A reporter might have balanced Manson's account with the girl's side of the story. A cultural critic might have ventured an opinion about what such behavior means, or challenged Manson on whether or not this behavior was really as consensual as he says it was. Strauss does neither. For his part Manson is extremely savvy about the way the press works, and he knows that controversy sells. In his book he describes his band as a "science project" designed to "see if a white band that wasn't rap could get away with acts far more offensive and illicit than 2 Live Crew's dirty rhymes." By any standard, he has succeeded wildly. In the midst of a six-city book tour to hype Road, Manson told the Chicago Tribune that he'd be disappointed if government and religious officials stopped attacking him.

"I wouldn't know what to do with myself while on tour," he said. "I'd have to start playing checkers. I expect my next tour to be just as bad as the last one, though I think people are going to have to find something new to hate eventually."

Strauss has reportedly been hanging out with Manson around L.A. quite a bit in recent months, and a long-time friend has heard him boast of the amount of "primo pussy" that he's been getting. He attended Manson's New York book-signing two weeks ago and told Village Voice gossip columnist Michael Musto that "I definitely got a lot more than I expected [from the experience of writing the book]. I probably realized this in Marilyn's hotel one morning at 4 a.m. wearing a blonde wig and staring at a bottle of wine, two unidentifiable blue pills, and a nosehair trimmer."
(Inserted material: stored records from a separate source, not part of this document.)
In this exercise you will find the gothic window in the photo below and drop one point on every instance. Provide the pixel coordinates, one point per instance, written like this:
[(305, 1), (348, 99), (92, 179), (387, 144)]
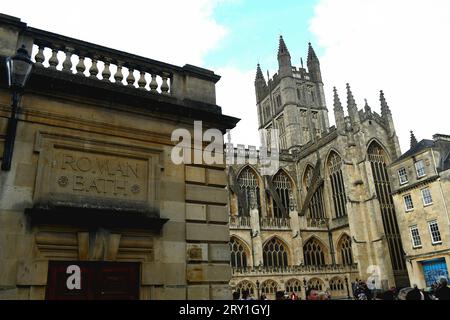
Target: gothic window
[(336, 284), (315, 284), (268, 137), (278, 100), (294, 285), (309, 172), (280, 123), (246, 286), (275, 254), (248, 183), (313, 253), (283, 188), (316, 206), (238, 254), (378, 162), (345, 248), (337, 185), (269, 287)]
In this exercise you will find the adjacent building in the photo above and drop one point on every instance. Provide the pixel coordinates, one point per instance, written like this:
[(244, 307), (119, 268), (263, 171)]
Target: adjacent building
[(420, 181), (92, 206), (326, 218)]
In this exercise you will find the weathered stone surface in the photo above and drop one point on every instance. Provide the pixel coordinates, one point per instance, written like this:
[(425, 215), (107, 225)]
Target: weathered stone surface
[(195, 174), (204, 273), (217, 214), (221, 292), (204, 232), (206, 194), (174, 231), (32, 273), (196, 212), (217, 177), (197, 252), (219, 252), (198, 292), (153, 273)]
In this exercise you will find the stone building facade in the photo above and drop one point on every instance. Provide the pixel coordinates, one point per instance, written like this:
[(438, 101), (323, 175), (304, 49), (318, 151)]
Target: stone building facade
[(92, 190), (326, 218), (421, 186)]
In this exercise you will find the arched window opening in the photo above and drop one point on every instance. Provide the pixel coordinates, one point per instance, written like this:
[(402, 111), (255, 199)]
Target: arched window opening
[(345, 248), (238, 254), (269, 287), (246, 286), (294, 285), (315, 284), (316, 212), (283, 188), (334, 165), (313, 253), (336, 284), (378, 162), (275, 254), (248, 183)]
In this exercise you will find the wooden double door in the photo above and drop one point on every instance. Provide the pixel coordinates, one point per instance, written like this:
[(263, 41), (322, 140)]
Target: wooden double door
[(80, 280)]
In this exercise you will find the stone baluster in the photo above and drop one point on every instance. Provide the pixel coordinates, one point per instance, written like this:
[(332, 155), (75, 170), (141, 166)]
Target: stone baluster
[(118, 77), (106, 73), (53, 62), (40, 58), (142, 82), (93, 70), (130, 78), (80, 66), (67, 64), (165, 84), (153, 84)]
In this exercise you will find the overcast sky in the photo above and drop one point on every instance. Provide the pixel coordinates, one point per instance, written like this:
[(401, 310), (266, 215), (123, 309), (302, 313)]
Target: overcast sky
[(399, 46)]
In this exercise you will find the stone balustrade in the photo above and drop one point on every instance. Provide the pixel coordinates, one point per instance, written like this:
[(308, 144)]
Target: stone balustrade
[(240, 222), (275, 223), (57, 53), (317, 223), (291, 270)]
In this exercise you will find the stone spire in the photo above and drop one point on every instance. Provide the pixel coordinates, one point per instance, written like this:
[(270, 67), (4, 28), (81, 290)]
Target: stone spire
[(284, 60), (282, 48), (337, 102), (313, 65), (367, 108), (385, 111), (351, 106), (311, 54), (413, 140), (259, 75), (338, 111), (260, 85)]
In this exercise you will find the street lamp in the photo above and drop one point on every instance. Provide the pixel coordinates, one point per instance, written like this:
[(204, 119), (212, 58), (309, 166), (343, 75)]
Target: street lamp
[(348, 290), (258, 289), (18, 70)]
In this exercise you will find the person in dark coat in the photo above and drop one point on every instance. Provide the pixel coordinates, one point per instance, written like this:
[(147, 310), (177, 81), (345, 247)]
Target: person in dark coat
[(442, 292)]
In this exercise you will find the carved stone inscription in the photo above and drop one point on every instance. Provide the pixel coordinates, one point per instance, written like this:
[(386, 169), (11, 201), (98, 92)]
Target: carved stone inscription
[(99, 175)]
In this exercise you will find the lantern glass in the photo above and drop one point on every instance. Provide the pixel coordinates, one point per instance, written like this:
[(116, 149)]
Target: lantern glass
[(19, 68)]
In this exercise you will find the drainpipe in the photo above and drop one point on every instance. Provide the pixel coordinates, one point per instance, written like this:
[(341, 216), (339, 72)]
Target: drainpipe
[(440, 187)]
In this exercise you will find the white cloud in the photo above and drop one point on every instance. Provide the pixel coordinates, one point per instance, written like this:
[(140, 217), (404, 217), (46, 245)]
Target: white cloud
[(173, 31), (399, 46), (236, 95)]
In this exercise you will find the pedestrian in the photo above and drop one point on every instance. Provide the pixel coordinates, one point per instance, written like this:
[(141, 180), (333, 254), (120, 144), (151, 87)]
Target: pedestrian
[(442, 291), (312, 294)]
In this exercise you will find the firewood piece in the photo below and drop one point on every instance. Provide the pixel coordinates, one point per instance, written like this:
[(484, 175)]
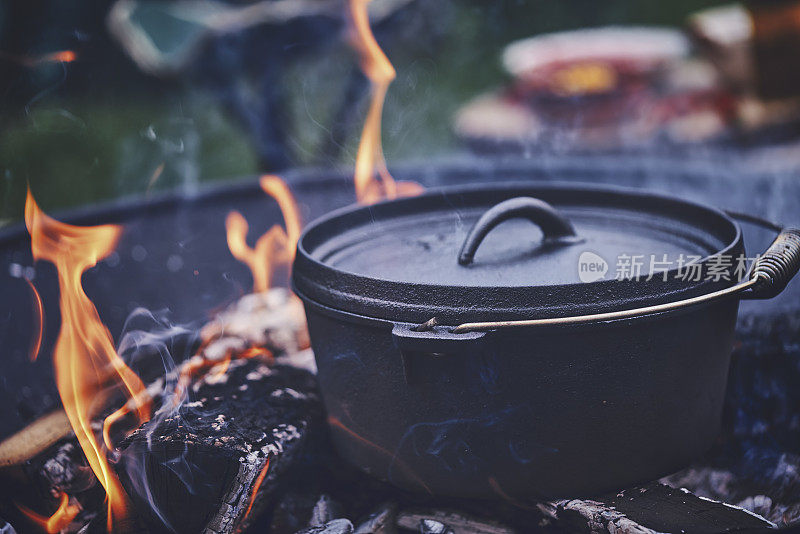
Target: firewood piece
[(650, 509), (274, 320), (34, 439), (455, 522), (380, 521), (324, 511), (212, 465), (337, 526)]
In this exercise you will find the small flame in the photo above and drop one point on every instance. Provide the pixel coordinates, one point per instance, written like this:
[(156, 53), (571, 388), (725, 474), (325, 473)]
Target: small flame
[(84, 350), (58, 521), (370, 160), (63, 56), (38, 314), (277, 246), (256, 486)]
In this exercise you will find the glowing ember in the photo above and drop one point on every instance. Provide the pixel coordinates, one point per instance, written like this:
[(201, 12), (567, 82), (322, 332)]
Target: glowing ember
[(277, 246), (370, 161), (38, 311), (260, 480), (84, 351), (58, 521), (61, 56)]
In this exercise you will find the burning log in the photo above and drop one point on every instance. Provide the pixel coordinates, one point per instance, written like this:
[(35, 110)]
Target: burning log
[(34, 439), (223, 450), (650, 509), (223, 453)]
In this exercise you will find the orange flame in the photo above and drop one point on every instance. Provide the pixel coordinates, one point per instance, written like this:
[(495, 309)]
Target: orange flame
[(256, 486), (58, 521), (38, 314), (84, 350), (370, 160), (277, 246)]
Strauss declined to answer queries about his personal relationship with Manson for this story. "As for anything else that occurred during the making of the autobiography, I'll leave it up to your very active imagination," he wrote in his brief faxed response.

If Strauss' mission on the West Coast is to challenge Philips of the L.A. Times, he has so far fallen short. The L.A. paper published an explosive music news story on February 22, the result of a month-long investigation by Philips (who refuses even free albums and concert tickets) and Times staffer Michael Hiltzik. Just days before the Grammys, the story detailed charges that the National Academy of Recording Arts & Sciences, the Santa Monica organization that sponsors the awards, had given only 10 percent of the charity money it had raised to the intended recipients, while organization president Mike Greene has been earning $757,000 annually and pushing the major labels to release his own solo album.

As of last Sunday, Strauss had yet to write a follow-up report on the NARAS controversy in The New York Times. The weekend that the L.A. paper ran its expose, he was in Hawaii covering a Pearl Jam concert for Rolling Stone. But even though they got scooped, Strauss' editors at The New York Times could find at least some consolation in their own pages: The Long Hard Road out of Hell debuted at No. 12 on the paper's bestseller list, and last week it climbed to No. 6.